Here, we speak to Tieghi-Walker about why he loved this garden, and the key items that make his house a home.

Why did you choose to Love this tower of plants?
It's really beautiful and rousing. It's very alive and textured. I think combining plants and buildings in the urban fabric is really important and I'm a fan of overgrown concrete architecture, like the Barbican and so many buildings in Brazil.

Would you like to live there? Which floor would you be on?
I could see myself having a holiday flat in that building, on the penultimate floor because that way you get the plants growing down from above but the best views and the most light. For my full time home I'd definitely rather have a garden or patio space, too, and a little pond for tadpoles.

"Untamed spaces seem to be full of more life and compliment the British rain better because they feel lush and fresh"

Do you garden? What are your favourite things to grow?
I could never live anywhere without its own open, fertile space. On my roof terrace I mainly grow big bushes of herbs like rosemary and bay just because they last all winter too; passion fruit grows up the walls and I've got a long row of potted strawberry bushes. The strawberries taste like sugar cubes when they're ripe. This spring I'm planting courgettes and pumpkins; I love the way their stems and leaves get all knotted and take over everything.

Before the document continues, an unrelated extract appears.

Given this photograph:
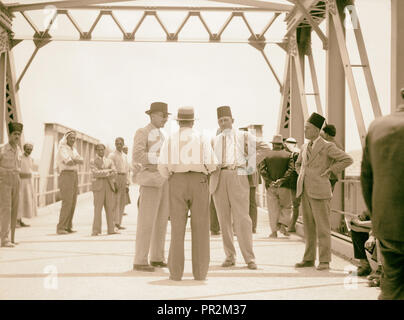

Do you prefer a tangled wilderness or sculpted order?
There's something calming about pristine rows of hedges but I do prefer gardens to be overgrown and wild. Highgate cemetery is an incredible wilderness, especially in spring when the snowdrops and bluebells are out in the woods. Untamed spaces seem to be full of more life and compliment the British rain better because they feel lush and fresh.

What would you wear for a day of graft in the garden?
In summer I'm quite happy just gardening in my Y-fronts, but in winter I wear a thick Aran jumper and dirty jeans; I often go and sit on my roof first thing in the morning and have a little tidy up. I do get all prissy about my hands, though, and wear leather work gloves from Labour and Wait.

Where do you feel most at home?
At my uncle and aunt's house in Richmond. It's totally unchanged since I was a child; in summer there's a beautiful long garden full of mulberry trees and a room full of succulents, and in winter toasty snugs and a delicious collection of heritage bottled beers. 

What are three things that make your house a home?
A fully stocked kitchen; kitchens are the centre of any home and should be full of jars and pretty tins, utensils and odd implements for really specific jobs like nutmeg graters and cafetiéres. A pile of books next to the loo; though living with 3 girls means that my pile has become another shelf for perfume bottles, hair clips and cotton wool buds. Plants on every surface, inside and out. To survive, plants take guardianship, so if you invest time in them you're investing it in your home too!

What was the last thing you bought for your house?
A green Alvar Aalto trinket. I collect green glass objects and love the colours of Finnish company Iitala's glassware.